Replacing the well-liked Aaron Ramsdale with David Raya and signing a (relative) Chelsea misfit in Kai Havertz had many craning their necks and questioning the sagacity of the manager’s judgement. To borrow Arteta’s own words, the tree shook earlier in the season with regards to both those decisions.

Those signings have bookmarked the journey that Arsenal have been on this season, they took some time to gel but once they did, the team became even more formidable, more disciplined off the ball, harder to break down. When asked what made Arsenal such difficult opponents, Luton manager Rob Edwards said, ‘They don’t give you anything.’

PSV coach Peter Bosz marvelled, ‘They attack with 11 and they defend with 11.’ The work rate in every single phase of play from every player makes this team very easy to connect with.
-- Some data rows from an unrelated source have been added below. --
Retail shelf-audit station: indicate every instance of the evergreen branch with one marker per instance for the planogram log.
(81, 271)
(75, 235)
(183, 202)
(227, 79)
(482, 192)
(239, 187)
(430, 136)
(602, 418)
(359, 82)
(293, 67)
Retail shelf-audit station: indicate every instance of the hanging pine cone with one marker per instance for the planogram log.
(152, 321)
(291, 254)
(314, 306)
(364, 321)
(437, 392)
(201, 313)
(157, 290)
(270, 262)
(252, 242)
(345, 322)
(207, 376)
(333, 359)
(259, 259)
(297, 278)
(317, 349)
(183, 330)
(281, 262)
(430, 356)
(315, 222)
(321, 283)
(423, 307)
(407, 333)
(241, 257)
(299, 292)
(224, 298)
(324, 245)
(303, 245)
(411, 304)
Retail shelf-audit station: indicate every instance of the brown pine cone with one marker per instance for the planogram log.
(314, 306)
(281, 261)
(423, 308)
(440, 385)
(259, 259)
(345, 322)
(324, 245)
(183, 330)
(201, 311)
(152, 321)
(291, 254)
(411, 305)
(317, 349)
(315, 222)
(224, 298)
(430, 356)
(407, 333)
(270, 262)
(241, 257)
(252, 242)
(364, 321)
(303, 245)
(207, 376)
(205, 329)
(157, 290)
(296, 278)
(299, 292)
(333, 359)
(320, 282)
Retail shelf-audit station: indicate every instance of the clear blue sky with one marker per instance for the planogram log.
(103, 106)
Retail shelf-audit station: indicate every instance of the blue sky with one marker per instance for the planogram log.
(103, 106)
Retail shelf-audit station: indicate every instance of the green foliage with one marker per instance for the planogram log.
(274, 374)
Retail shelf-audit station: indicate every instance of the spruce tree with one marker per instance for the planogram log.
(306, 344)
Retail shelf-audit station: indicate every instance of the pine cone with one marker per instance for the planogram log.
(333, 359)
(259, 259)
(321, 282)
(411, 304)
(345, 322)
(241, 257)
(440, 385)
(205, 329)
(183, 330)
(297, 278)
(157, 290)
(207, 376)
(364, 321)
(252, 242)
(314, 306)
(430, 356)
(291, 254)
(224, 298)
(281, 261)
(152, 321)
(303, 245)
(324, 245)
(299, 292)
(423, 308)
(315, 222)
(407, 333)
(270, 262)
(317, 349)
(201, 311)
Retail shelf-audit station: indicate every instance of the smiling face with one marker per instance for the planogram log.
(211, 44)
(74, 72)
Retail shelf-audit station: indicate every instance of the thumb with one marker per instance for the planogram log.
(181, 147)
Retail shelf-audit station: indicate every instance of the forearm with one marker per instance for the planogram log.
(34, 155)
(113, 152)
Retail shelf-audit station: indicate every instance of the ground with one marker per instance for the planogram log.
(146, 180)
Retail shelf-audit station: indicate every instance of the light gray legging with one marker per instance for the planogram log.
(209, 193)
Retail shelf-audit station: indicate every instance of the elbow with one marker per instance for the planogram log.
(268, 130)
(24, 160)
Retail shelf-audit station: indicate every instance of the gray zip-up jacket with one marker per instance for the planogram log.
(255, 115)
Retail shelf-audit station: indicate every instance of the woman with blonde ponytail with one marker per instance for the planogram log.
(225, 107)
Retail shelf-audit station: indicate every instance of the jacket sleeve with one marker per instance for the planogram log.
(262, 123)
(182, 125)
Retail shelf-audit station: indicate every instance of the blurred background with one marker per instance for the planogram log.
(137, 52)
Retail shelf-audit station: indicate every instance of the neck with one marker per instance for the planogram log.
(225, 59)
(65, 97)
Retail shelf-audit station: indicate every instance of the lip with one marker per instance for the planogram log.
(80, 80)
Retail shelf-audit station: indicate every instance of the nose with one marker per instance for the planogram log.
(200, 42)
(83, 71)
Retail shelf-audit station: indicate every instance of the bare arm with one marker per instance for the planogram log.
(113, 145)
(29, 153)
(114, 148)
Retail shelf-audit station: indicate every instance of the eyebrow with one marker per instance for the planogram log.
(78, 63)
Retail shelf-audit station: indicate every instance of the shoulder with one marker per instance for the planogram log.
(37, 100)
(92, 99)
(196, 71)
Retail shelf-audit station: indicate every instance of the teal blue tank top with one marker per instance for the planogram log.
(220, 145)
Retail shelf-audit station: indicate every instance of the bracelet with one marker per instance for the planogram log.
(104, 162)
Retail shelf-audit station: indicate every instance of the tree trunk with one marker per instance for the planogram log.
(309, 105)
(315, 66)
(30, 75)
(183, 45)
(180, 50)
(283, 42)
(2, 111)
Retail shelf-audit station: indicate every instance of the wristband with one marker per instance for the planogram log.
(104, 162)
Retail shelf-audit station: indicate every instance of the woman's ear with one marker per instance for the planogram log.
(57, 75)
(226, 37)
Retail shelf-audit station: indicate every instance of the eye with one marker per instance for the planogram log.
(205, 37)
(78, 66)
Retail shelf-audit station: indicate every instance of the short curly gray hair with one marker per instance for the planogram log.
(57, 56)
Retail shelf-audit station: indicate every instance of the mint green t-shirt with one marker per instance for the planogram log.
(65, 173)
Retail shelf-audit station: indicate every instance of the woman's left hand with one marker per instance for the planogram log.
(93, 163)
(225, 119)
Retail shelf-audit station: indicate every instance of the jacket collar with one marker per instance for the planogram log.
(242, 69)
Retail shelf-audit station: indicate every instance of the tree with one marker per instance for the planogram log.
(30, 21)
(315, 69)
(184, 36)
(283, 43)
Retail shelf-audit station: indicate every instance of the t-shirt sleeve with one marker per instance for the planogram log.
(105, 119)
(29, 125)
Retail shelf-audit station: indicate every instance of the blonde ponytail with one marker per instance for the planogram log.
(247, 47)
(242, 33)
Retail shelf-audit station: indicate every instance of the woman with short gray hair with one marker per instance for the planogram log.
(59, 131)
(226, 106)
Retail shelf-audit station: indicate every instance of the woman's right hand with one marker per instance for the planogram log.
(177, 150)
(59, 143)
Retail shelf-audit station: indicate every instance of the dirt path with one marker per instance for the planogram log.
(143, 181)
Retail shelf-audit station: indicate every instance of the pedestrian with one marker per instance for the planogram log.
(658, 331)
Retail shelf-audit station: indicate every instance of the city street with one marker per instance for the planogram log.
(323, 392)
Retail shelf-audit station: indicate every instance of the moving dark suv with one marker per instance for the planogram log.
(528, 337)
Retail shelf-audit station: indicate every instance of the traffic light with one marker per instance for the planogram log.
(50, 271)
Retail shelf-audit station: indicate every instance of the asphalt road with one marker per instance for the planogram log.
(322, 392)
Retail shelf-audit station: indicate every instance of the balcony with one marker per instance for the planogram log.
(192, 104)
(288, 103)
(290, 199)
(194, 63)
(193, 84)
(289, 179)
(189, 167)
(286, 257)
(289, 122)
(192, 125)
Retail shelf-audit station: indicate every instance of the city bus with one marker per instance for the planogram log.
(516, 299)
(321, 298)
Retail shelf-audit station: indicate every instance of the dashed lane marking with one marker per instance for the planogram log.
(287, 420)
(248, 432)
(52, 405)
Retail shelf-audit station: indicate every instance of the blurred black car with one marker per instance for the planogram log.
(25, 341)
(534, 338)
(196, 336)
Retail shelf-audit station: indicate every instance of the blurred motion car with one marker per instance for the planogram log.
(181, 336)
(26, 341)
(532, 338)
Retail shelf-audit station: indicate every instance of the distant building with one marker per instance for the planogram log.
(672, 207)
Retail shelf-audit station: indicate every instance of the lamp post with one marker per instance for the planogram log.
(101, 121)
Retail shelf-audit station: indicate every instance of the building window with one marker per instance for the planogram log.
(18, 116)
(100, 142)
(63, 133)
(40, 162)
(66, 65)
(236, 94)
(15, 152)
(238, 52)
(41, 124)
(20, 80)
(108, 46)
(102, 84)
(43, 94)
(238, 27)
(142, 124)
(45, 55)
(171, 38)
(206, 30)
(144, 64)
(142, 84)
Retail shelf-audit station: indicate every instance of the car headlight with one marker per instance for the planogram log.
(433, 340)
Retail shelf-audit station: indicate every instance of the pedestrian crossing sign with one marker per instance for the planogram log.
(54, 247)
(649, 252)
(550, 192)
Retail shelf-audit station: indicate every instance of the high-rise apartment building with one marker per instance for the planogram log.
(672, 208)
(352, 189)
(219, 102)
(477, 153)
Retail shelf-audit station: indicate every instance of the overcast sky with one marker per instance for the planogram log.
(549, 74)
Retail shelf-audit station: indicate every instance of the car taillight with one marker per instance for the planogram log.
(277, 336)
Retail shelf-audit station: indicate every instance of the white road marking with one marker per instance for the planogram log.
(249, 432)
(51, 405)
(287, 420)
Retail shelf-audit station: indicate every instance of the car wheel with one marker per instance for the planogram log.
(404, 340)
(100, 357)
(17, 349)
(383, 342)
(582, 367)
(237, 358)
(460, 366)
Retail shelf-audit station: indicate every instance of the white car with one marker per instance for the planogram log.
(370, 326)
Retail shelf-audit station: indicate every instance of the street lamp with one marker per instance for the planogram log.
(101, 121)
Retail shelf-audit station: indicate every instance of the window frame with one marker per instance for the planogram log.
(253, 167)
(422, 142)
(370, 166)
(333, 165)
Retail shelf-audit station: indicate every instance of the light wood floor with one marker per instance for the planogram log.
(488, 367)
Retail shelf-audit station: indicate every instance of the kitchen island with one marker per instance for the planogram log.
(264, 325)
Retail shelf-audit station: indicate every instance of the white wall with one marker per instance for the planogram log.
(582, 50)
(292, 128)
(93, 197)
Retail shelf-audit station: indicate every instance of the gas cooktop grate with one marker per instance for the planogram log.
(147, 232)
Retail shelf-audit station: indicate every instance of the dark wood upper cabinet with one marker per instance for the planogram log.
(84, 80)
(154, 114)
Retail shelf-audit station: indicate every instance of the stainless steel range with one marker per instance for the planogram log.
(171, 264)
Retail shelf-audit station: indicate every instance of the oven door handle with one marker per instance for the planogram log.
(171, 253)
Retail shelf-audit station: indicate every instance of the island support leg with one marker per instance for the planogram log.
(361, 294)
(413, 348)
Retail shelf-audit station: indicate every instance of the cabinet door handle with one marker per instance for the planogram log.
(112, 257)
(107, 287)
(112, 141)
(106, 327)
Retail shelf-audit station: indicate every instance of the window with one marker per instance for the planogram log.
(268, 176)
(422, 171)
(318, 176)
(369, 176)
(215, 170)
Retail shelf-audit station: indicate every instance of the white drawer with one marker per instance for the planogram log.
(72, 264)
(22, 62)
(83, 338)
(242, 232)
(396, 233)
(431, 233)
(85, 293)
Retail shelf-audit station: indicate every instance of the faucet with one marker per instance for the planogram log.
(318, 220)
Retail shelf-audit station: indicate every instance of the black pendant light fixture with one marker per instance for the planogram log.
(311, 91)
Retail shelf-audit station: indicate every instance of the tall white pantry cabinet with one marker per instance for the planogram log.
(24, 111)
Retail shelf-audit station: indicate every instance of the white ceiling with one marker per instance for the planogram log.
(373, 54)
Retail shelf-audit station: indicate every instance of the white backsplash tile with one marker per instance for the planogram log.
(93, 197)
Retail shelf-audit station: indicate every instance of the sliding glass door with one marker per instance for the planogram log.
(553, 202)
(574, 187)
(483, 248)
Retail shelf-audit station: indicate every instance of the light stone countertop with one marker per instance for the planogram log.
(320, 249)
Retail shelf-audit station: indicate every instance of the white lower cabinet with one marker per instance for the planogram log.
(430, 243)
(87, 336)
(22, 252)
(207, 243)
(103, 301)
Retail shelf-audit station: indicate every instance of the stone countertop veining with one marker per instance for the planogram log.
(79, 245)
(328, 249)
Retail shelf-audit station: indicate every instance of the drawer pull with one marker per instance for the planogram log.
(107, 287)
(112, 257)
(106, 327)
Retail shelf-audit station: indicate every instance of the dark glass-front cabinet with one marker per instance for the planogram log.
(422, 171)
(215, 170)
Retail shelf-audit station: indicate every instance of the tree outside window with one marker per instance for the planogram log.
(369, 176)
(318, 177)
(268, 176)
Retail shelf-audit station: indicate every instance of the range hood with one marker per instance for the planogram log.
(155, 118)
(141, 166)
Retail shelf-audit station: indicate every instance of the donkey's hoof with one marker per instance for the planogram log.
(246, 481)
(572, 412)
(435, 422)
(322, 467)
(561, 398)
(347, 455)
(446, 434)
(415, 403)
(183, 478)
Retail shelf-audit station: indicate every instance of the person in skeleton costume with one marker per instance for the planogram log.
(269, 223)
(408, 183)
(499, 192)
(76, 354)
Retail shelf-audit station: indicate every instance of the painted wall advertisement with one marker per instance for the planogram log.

The assessment of how Arsenal improve next season (there are five Premier League games where they failed to score and they couldn’t score away at Bayern Munich) can be analysed in the coming weeks.

On Sunday, we probably need something close to a miracle from one of Arteta’s mentors David Moyes but getting to the final game of the season with the (a) Premier League trophy in the stadium is a remarkable achievement. Evidence of progress from last season shows clearly in the numbers and the eye test.

In a summer where Barcelona and Bayern Munich have already abandoned new manager searches due to scarcity in the market, where Liverpool are losing their long-time North Star, Arsenal are very fortunate to have a world class coach and one who has a long history of connection and affection for the club.

As I advance in years (40 next week!), I increasingly understand the temporality of things. George Graham lost his way, Arsene Wenger lost his way, Bertie Mee lost his way. Nothing ever lasts forever. In a way, the decline of the late Wenger years, initially, made me wary about feeling affection for the Arsenal manager again.

Now, I look at it differently. Mikel Arteta won’t be Arsenal’s manager forever. The journey we have all been on will one day stop and give way to a different journey, for better or worse. That makes me even more determined to cherish this feeling of trust and affection for the current Arsenal coach. You don’t always have that feeling as a football fan, so when you do, grip it firmly. Because these are the good times.